<font color='darkred'> Unless otherwise noted, **this notebook will not be reviewed or autograded.**</font> You are welcome to use it for scratchwork, but **only the files listed in the exercises will be checked.**

---

# Background

You've just been hired as a Pokémon researcher, and your assignment is to maintain a dataset of sightings from trainers worldwide. You expect future inputs may be duplicate entries, and there may be missing values or inconsistent formats. These sorts of entries can cause the system to crash, so you need to build a validation process for newly recieved data.

The current (existing) entry data includes a collection of **first** sightings from various trainers.

In [None]:
import pandas as pd

In [2]:
# load synthetic data for this exercise
df = pd.read_csv('https://raw.githubusercontent.com/leontoddjohnson/datasets/main/data/pokemon/pokemon_entries.csv')

In [4]:
# sample from current entries
df.sample(5, random_state=33)

Unnamed: 0,pokemon_id,trainer_name,pokemon_type,seen_time
56,35,Trainer_34,Grass,2023-07-17 00:00:00
90,41,Trainer_8,Normal,2023-12-14 16:00:00
95,97,Trainer_77,Grass,2023-12-26 00:00:00
82,130,Trainer_60,Normal,2023-11-10 20:00:00
60,90,Trainer_23,Normal,2023-08-23 04:00:00


# Exercises

Over the next few exercises, we will implement a system that validates new Pokémon entries, handling errors and ensuring necessary information is present.
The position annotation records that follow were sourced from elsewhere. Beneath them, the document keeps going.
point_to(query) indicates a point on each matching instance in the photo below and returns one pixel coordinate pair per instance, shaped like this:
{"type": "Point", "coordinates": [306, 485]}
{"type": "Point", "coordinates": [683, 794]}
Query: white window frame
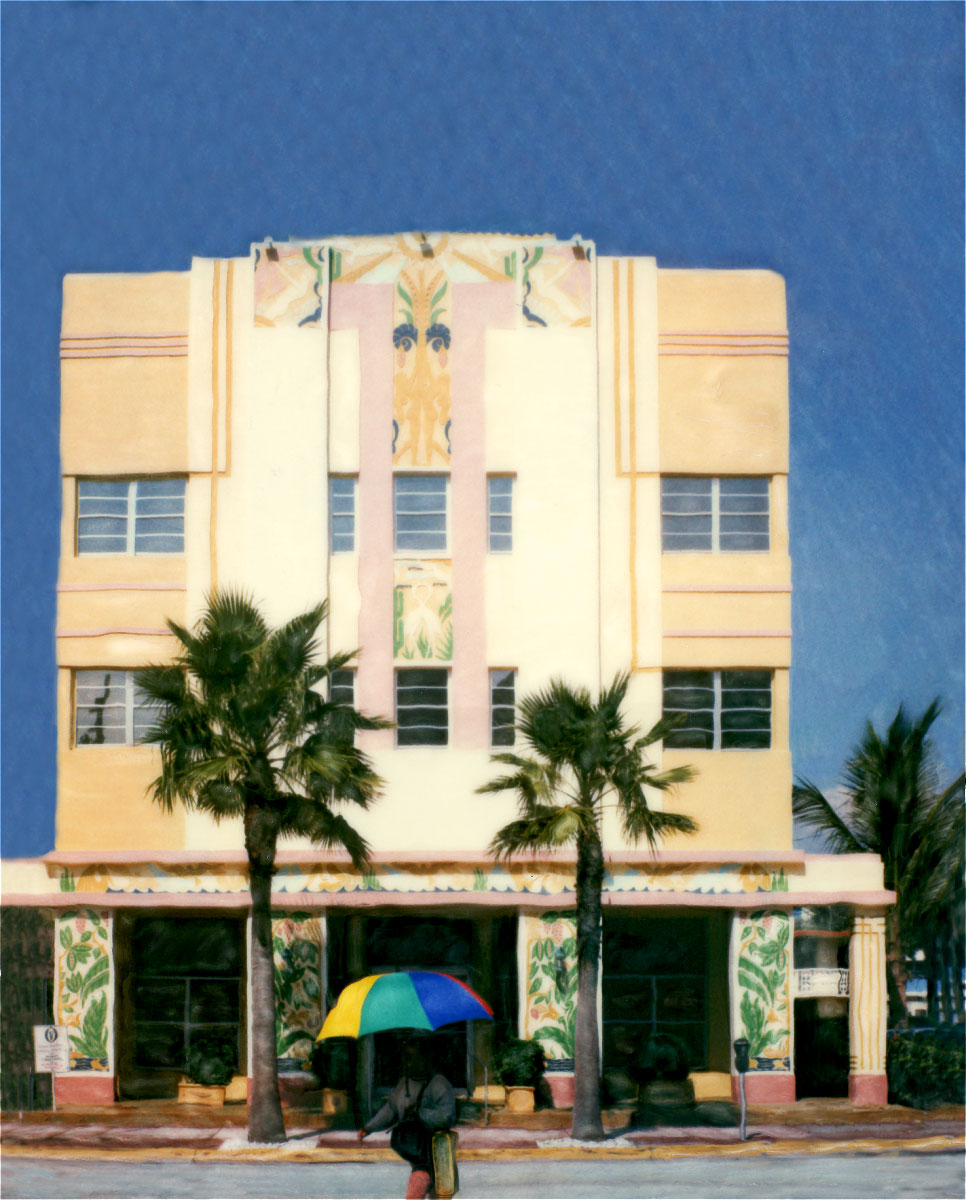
{"type": "Point", "coordinates": [496, 673]}
{"type": "Point", "coordinates": [491, 514]}
{"type": "Point", "coordinates": [718, 708]}
{"type": "Point", "coordinates": [432, 552]}
{"type": "Point", "coordinates": [130, 516]}
{"type": "Point", "coordinates": [129, 705]}
{"type": "Point", "coordinates": [715, 514]}
{"type": "Point", "coordinates": [354, 515]}
{"type": "Point", "coordinates": [400, 729]}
A new entry should be in the form of a dictionary:

```python
entry_example = {
    'pokemon_id': 78,
    'trainer_name': 'Trainer_48',
    'pokemon_type': 'normal',
    'seen_time': '2023-12-28 20:00:00'
}
```

All but the last exercise below will be done by editing the *apputil\.py* file. The last exercise involves creating a unit testing suite in a separate python file. In all cases, make sure to **use `assert`, `try`, and `except` appropriately.**

## Exercise 1

If an entry's `pokemon_id`-`trainer_name`-`seen_time` combination already exists in the existing data, then it is a duplicate.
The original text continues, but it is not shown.